Iowa Makes Fertile Battleground for Obama, Romney

NEW YORK ( TheStreet) -- "We'll be the last people on the planet to starve to death."

Rep. Steve King (R., Iowa) says this with a chuckle as he chats about the strength of Iowa's agricultural sector -- just one of many bright economic spots for the nine-year incumbent congressman to boast about.

It's a state that found resilience and growth during the Great Recession, and now enjoys an unemployment rate well below the national average along with a surging agricultural and manufacturing sector.

"This economic crisis didn't find Iowans highly leveraged, and we saw our agriculture commodity prices stay up there -- part of it was the really high energy prices we had at the same time -- and so we came through it building capital rather than watching a downward spiral," says King.

So why does President Barack Obama, who won the state by almost 10 percentage points in 2008, barely lead Mitt Romney in most major polls there?

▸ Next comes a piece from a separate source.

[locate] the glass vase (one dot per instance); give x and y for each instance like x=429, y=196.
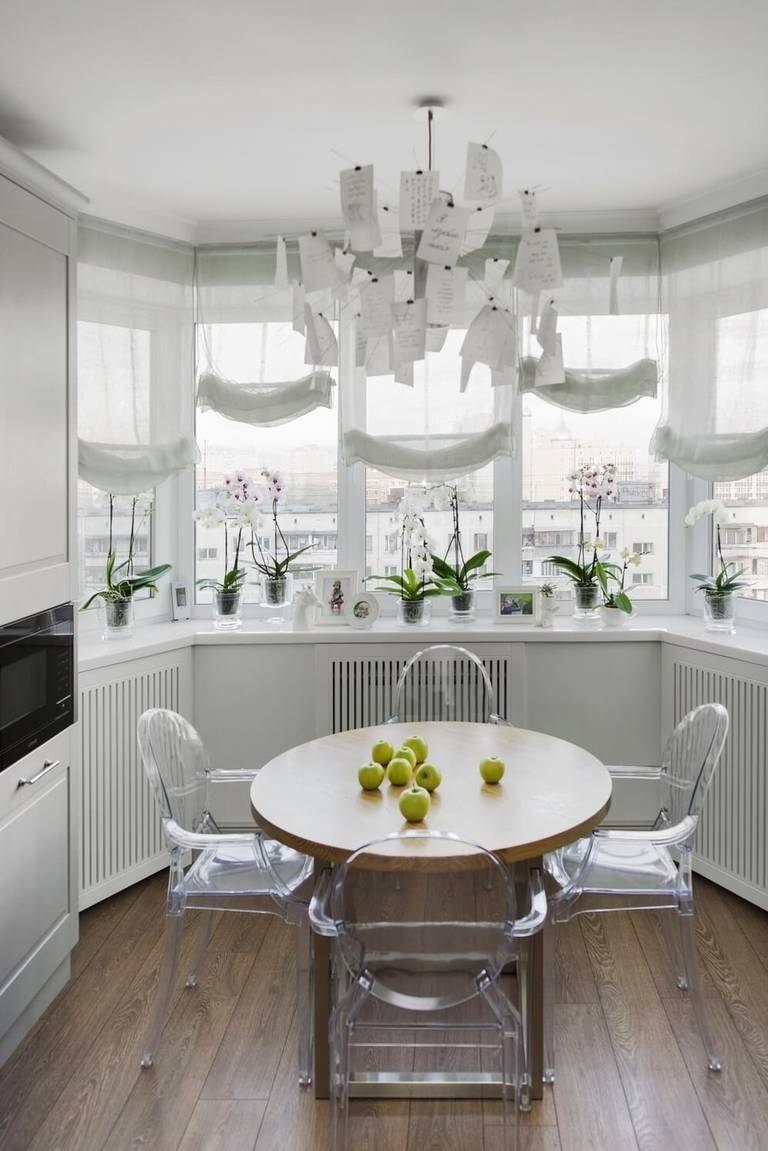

"The economy nationally still isn't where it needs to get, so I think that's a little bit different than when you're running as a first-time candidate with a fresh approach," says Tom Henderson, Polk County, Iowa Democratic Party chairman. "You can be doing well as a state but you also want the nation to be doing well, because that gives you a feeling of security that it's not going to come visit you."

The latest U.S. economic data is mixed at best. Gross domestic product grew in the most recent quarter at a sluggish 1.9%; the June jobs report revealed that the country is adding jobs, but slowly, and activity in the manufacturing sector dipped last month into slight contraction for the first time since July 2009.

But if you simply narrowed in on Iowa's economy since 2008, you would have weathered Lehman Brothers, bailouts, the European debt crisis pretty nicely.

The jobless rate in Iowa is 5.1%, good enough for 7th in the country; unemployment claims are down 16.8% year over year; personal income was up 6.4% in 2011 from 2010; home sales are up 14.4% (based on general Midwest sales) and farmland values are up 27% against a year ago.